The dishes arrived promptly. Horvat’s whole fish had been grilled and covered with an oily sauce of garlic and parsley and was served with boiled, cubed potatoes and chard. It looked edible. Nice, even. Della Torre’s was two fist-sized lumps of ground meat wrapped in boiled cabbage leaves and covered in an anemic cream sauce that tasted of stock cubes. For a while he vacillated between hunger and apathy. He tried to console himself with beer and slices of chewy white bread. But hunger eventually won. The food went down like rubble.
“Before
UDBA
you were lawyer,” Horvat said.
“You’re well informed.”
“Ah, I like interesting people. Before you were lawyer you were commando, no?”
“Yes.”
“Tell me about commandos.”
“What’s there to tell? After university I did my national service, and while I was in basic training, I got pulled out because some people heard that I spoke American English.”
“Yes, you speak English like American.”
“I guess the years I grew up there were formative enough for me to keep my accent.”
“Your father writes very good English. I don’t like . . . always what he writes, but he writes well. He writes Italian too. You speak it?” Horvat said with a curious smile.
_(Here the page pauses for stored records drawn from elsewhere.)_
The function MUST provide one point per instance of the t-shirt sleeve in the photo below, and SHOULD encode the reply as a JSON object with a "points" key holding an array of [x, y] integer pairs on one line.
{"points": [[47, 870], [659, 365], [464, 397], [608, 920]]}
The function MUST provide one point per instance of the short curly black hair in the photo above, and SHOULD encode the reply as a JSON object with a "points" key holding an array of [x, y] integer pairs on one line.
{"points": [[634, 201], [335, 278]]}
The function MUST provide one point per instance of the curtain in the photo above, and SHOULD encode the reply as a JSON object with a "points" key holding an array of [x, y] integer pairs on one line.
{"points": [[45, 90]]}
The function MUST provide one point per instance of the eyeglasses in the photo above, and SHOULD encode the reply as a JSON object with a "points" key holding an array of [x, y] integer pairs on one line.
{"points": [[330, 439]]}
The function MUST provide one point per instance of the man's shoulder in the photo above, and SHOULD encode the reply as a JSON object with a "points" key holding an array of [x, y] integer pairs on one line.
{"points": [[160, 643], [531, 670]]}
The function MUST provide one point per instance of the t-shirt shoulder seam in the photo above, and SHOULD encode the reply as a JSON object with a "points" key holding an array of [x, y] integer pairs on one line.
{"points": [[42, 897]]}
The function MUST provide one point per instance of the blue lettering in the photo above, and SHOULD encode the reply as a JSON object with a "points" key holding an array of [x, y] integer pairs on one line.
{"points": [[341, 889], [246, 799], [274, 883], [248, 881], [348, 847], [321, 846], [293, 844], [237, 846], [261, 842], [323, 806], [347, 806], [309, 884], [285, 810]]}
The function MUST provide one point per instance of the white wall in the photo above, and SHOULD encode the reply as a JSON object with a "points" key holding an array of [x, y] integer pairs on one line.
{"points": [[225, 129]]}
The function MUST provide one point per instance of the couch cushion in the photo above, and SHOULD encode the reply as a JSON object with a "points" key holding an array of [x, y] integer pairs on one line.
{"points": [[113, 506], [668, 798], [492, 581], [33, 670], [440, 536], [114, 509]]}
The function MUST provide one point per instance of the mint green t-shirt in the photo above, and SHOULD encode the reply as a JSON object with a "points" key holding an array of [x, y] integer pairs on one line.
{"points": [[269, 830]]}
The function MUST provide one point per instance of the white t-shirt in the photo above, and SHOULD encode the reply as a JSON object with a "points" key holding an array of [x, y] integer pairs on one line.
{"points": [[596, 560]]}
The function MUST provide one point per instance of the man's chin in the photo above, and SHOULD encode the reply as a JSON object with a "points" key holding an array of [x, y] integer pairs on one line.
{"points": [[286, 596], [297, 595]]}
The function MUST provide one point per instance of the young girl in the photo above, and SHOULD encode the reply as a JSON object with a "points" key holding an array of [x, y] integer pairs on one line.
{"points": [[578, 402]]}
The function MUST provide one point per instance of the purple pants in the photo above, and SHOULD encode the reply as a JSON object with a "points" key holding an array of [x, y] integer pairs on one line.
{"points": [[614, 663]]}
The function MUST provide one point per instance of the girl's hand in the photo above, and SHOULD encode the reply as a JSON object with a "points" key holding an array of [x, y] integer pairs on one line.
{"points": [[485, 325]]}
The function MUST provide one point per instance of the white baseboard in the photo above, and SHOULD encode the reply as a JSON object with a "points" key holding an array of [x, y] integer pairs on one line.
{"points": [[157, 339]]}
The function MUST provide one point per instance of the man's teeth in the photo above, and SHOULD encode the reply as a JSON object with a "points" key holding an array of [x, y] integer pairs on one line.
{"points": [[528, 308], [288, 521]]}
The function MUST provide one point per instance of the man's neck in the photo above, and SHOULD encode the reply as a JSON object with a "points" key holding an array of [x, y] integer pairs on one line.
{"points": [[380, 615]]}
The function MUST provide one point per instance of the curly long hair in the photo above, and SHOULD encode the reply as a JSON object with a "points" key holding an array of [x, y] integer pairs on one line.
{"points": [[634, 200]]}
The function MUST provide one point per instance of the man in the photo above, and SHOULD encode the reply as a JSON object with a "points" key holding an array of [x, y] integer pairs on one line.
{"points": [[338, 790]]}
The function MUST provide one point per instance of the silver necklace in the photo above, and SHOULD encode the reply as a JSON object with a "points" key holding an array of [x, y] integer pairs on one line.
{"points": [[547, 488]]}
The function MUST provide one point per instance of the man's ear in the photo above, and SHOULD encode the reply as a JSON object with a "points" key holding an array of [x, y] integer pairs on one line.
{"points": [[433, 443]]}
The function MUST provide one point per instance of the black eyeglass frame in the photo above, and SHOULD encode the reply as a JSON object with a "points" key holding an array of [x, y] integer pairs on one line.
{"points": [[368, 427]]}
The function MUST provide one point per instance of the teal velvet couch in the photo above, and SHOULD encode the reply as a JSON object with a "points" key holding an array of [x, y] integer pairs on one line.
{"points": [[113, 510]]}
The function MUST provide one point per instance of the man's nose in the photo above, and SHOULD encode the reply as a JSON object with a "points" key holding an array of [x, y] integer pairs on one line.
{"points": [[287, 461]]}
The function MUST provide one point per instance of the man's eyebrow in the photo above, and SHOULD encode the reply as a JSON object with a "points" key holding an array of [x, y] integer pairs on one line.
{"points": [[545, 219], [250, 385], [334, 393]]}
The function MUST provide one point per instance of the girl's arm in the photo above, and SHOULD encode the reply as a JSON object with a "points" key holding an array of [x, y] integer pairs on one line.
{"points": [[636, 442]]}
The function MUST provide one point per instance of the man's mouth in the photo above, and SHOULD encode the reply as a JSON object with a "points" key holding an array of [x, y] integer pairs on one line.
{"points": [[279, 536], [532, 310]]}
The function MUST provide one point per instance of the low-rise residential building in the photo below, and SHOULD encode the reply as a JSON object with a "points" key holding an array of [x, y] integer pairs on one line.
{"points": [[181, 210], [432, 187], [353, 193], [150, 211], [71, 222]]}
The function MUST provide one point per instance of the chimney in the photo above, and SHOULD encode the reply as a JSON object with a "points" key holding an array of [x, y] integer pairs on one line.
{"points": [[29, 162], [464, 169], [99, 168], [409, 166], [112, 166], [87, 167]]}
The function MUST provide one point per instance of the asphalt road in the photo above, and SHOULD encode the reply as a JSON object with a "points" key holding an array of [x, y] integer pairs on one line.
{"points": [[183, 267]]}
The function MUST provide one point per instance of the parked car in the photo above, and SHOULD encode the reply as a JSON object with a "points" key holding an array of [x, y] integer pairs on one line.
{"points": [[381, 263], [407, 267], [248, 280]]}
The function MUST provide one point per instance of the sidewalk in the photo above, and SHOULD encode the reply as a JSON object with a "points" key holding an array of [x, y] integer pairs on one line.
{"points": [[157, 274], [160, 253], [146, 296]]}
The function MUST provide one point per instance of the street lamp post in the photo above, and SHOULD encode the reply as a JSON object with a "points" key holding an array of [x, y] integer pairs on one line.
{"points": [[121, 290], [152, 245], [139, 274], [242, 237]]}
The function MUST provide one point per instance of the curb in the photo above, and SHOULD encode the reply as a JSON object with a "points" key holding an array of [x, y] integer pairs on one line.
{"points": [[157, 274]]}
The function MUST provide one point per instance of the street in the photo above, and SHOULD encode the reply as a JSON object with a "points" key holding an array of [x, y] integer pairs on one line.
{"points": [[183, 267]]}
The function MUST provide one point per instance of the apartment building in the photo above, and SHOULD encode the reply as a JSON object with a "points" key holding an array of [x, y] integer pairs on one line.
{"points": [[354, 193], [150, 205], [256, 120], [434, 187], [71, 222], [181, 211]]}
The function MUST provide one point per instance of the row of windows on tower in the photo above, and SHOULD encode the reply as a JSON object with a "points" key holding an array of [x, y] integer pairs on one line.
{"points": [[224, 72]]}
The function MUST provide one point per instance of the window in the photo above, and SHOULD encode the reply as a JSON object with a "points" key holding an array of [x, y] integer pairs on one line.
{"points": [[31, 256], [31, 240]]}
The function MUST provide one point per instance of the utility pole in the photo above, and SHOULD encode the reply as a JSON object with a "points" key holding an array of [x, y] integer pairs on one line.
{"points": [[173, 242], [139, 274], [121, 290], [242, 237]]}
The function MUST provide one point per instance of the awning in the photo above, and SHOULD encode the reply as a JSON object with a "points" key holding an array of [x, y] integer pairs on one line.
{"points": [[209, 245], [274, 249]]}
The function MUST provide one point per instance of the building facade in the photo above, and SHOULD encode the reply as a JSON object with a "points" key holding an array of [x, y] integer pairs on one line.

“Yes, I guess most Istrians speak it. Italian TV is more entertaining than the local offering. Frankly, it’s amazing any of them speak Serbo-Croat,” della Torre said.
He was slow to notice the change in Horvat. The older man’s expression went from benign to closed, and was filled with fury in the space of four syllables.
“Serbo-Croat? These are two different languages,” Horvat said, switching back to Croatian, his voice rising so that it stilled whatever other conversation there was in the restaurant. “It is a subversion created by the Communists to destroy our Croatian language. And it is an affectation of Istrians to speak Italian. They are as Croatian as I am.”